The throughline between Ms. Alinejad’s early acts of rebellion — from refusing to wear a chador to starting a political reading group in high school — and her current work inspired this memoir. “My life is just full of stories, and as a young girl I was always told that ‘your story is not important,’” she said. “This book is about overcoming obstacles as a woman in Iran and fighting for my identity.”

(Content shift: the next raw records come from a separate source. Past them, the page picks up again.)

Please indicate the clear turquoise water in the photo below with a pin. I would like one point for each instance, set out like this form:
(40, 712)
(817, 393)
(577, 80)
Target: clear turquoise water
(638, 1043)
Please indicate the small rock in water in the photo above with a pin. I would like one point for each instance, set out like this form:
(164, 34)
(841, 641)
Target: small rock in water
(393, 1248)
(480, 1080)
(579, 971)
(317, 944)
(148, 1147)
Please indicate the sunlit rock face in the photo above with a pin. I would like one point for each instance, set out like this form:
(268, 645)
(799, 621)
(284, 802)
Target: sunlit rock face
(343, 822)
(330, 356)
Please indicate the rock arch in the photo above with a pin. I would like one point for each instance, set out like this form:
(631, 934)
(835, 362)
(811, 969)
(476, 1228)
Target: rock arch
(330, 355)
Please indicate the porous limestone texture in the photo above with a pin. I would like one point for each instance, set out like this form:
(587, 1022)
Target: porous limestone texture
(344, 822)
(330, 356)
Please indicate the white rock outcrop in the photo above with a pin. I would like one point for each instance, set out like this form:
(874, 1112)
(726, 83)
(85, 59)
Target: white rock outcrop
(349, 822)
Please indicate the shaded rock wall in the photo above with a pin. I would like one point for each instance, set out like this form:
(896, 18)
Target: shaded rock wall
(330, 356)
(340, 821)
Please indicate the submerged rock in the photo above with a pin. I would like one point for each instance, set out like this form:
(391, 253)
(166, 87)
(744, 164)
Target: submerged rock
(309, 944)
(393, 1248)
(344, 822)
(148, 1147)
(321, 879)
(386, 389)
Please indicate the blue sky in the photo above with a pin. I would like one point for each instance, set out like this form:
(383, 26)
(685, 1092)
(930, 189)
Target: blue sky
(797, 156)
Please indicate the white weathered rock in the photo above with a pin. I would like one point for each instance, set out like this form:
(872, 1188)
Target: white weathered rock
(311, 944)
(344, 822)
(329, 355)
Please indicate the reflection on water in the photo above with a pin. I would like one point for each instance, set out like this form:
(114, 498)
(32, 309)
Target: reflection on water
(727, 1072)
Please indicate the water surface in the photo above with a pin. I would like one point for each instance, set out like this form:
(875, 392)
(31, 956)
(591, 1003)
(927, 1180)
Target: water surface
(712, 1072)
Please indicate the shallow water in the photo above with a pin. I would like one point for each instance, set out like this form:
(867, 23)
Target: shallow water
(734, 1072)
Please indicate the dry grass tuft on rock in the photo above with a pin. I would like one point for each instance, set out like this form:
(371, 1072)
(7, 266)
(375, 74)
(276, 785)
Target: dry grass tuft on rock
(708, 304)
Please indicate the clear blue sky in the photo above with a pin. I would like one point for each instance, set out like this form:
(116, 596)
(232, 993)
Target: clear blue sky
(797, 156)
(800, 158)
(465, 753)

“The Wind in My Hair,” which Ms. Alinejad wrote with her husband, Kambiz Foroohar, paints a vivid portrait of modern Iran and chronicles her journey from Iran to Britain and finally the United States. She details her career as a journalist covering Iran’s parliament, her first marriage, raising her son and her 2009 exile from Iran. The book comes at a time of renewed energy within the feminist movement, and Ms. Alinejad believes that the book’s themes transcend borders. “If you are a true feminist then you have to condemn inequality everywhere, whether it is in the West or in the Islamic Republic of Iran,” she said. “If you want to have a better world for women, you have to stick together.”
— Lovia Gyarkye
Into the Wild With a Man
Hoping to Outrun Trouble
While he was studying for his M.F.A. at the University of Virginia in the mid-1990s, James A. McLaughlin finished what he refers to as “Bearskin 1.0.” “It was a typical first novel,” he said. “The characters were boring. Nobody wanted it.”
As a fan of Jim Harrison, he had been aiming for something that Harrison might write, something “poetic, heartbreaking, steeped in the natural world.” Instead, he found himself stuck between genres. “One agent looked at it and said, ‘You know, it’s not literary enough to be a literary novel, and it’s not thrilling enough to be a thriller.’”
The manuscript morphed into various other shapes over the last 20 years. In 2008, he published it as a prizewinning novella in The Missouri Review.
Now, “Bearskin” is being published in its full and final form.
The book combines intensely observed nature writing with white-knuckle suspense. It is, despite what it was when that agent saw it, a literary novel and a thriller. Picture Thoreau having left for Walden with a bunch of bad dudes hot on his heels.
Rice Moore, the novel’s protagonist, lands in Virginia, having escaped trouble involving Mexican drug cartels operating in Arizona. His quiet new life has him caring for a mountain nature preserve, but he is worried that trouble will find him. And when he comes upon mutilated bears in the area, it does.
Mr. McLaughlin, 54, comes to nature writing honestly. Born in Lexington, Va., he spent a lot of time in the surrounding countryside, where his parents ran a summer camp on a farm. “I grew up outdoors, fishing, hunting, a geeky little bird-watcher, the works,” he said.
“There are a lot of thrillers set in the wild,” Mr. McLaughlin said, “but I wanted to try to do this where the setting is very realistic and respected for its own sake, and not just something you twist to feed the plot.”
The novel’s long gestation period is ironic, since “Bearskin” is a suspenseful, and therefore fast, read. “Sometimes it can be propulsive,” Mr. McLaughlin said of the time he spends writing, “but most of the time it’s just an excruciatingly slow process to write something that moves quickly.”
Mr. McLaughlin now happily calls Utah home (“I’ve always wanted to live in the Rockies,” he said), where he is working on a couple of possible follow-up projects. One of them features Rice Moore again.
“I have this fear that it’s going to take me another 20 years, and of course that’s unreasonable,” he said. “I hope I’ve learned something. I’m trying to be more efficient.”